Medical Large Vision-Language Models (Med-LVLMs) have shown strong potential in multimodal diagnostic tasks. However, existing single-agent models struggle to generalize across diverse medical specialties, limiting their performance. Recent efforts introduce multi-agent collaboration frameworks inspired by clinical workflows, where general practitioners (GPs) and specialists interact in a fixed sequence. Despite improvements, these static pipelines lack flexibility and adaptability in reasoning. To address this, we propose MMedAgent-RL, a reinforcement learning (RL)-based multi-agent framework that enables dynamic, optimized collaboration among medical agents. Specifically, we train two GP agents based on Qwen2.5-VL via RL: the triage doctor learns to assign patients to appropriate specialties, while the attending physician integrates the judgments from multi-specialists and its own knowledge to make final decisions. To address the inconsistency in specialist outputs, we introduce a curriculum learning (CL)-guided RL strategy that progressively teaches the attending physician to balance between imitating specialists and correcting their mistakes. Experiments on five medical VQA benchmarks demonstrate that MMedAgent-RL not only outperforms both open-source and proprietary Med-LVLMs, but also exhibits human-like reasoning patterns. Notably, it achieves an average performance gain of 20.7% over supervised fine-tuning baselines.

Paper Structure

This paper contains 25 sections, 1 equation, 13 figures, 8 tables, 1 algorithm.

Figures (13)

  • Figure 1: Comparison of Med-Agent paradigms: single-agent $\rightarrow$ static workflows $\rightarrow$ dynamic collaboration. (a) Motivation: Single-agent models struggle with domain specialization, and prior multi-agent systems rely on fixed workflows, limiting adaptability.
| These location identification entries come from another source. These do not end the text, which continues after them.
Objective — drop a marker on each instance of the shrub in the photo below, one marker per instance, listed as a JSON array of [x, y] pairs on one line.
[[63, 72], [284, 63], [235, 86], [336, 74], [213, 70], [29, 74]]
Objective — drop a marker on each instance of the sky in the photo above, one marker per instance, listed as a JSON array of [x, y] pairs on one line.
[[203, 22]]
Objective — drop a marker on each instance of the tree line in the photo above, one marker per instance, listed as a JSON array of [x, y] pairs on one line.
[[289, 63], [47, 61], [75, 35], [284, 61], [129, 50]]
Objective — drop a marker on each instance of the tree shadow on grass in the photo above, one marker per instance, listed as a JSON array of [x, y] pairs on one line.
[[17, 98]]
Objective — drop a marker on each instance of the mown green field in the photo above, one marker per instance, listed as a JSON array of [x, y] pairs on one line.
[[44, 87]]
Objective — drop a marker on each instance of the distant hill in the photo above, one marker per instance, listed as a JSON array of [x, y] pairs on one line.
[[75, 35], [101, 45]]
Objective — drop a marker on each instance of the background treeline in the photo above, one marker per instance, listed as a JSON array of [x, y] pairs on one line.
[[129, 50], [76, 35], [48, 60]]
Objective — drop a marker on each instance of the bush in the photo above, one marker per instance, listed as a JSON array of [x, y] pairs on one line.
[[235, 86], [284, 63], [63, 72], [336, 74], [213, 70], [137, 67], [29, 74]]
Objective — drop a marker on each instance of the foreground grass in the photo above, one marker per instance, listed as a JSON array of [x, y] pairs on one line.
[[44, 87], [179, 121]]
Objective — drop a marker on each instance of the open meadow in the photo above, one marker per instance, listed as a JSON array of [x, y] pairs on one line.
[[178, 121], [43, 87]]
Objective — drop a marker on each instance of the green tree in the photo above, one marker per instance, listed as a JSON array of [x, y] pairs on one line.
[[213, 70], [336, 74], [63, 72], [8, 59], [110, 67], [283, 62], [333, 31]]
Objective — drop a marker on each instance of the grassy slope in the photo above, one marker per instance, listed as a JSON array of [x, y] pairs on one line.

We propose a trainable reasoning-enhanced multi-agent system via RL. (b) Performance: Our method is highly competitive across multiple benchmarks.
  • Figure 2: Overview of MMedAgent-RL, a RL-driven multi-agent framework designed to enhance the multimodal medical reasoning. It simulates the clinical loop of General Practitioner (GP) $\rightarrow$ Specialists $\rightarrow$ GP. MMedAgent-RL uses GRPO guo2025deepseek to optimize the triage doctor (the first GP) in order to improve triage accuracy. Then, powerful proprietary LVLMs are used as the specialist doctors for the assigned department. Finally, curriculum learning bengio2009curriculumpentina2015curriculum and RL are combined to progressively train the attending physician (the second GP), who integrates the diverse opinions of specialists and makes robust decisions under varying levels of expert reliability.
  • Figure 3: (a) The average performance of both general practitioners (GP) and specialists is below 70%, which suggests a misalignment issue in multi-agent collaboration. Over-reliance on specialists' opinions or unilateral decisions by GPs can both lead to suboptimal outcomes. (b) Since specialists perform inconsistently across different cases, this poses a challenge for GPs when making decisions. Using all data for reinforcement fine-tuning can easily trap the model in a locally suboptimal solution (left). In contrast, our C-MARL approach enables the model to progressively accomplish sub-goals in a three-stage process and ultimately reach a globally optimal solution (right).
  • Figure 4: Results of different settings of specialist doctors.
  • Figure 5: Results under different levels of decision difficulty.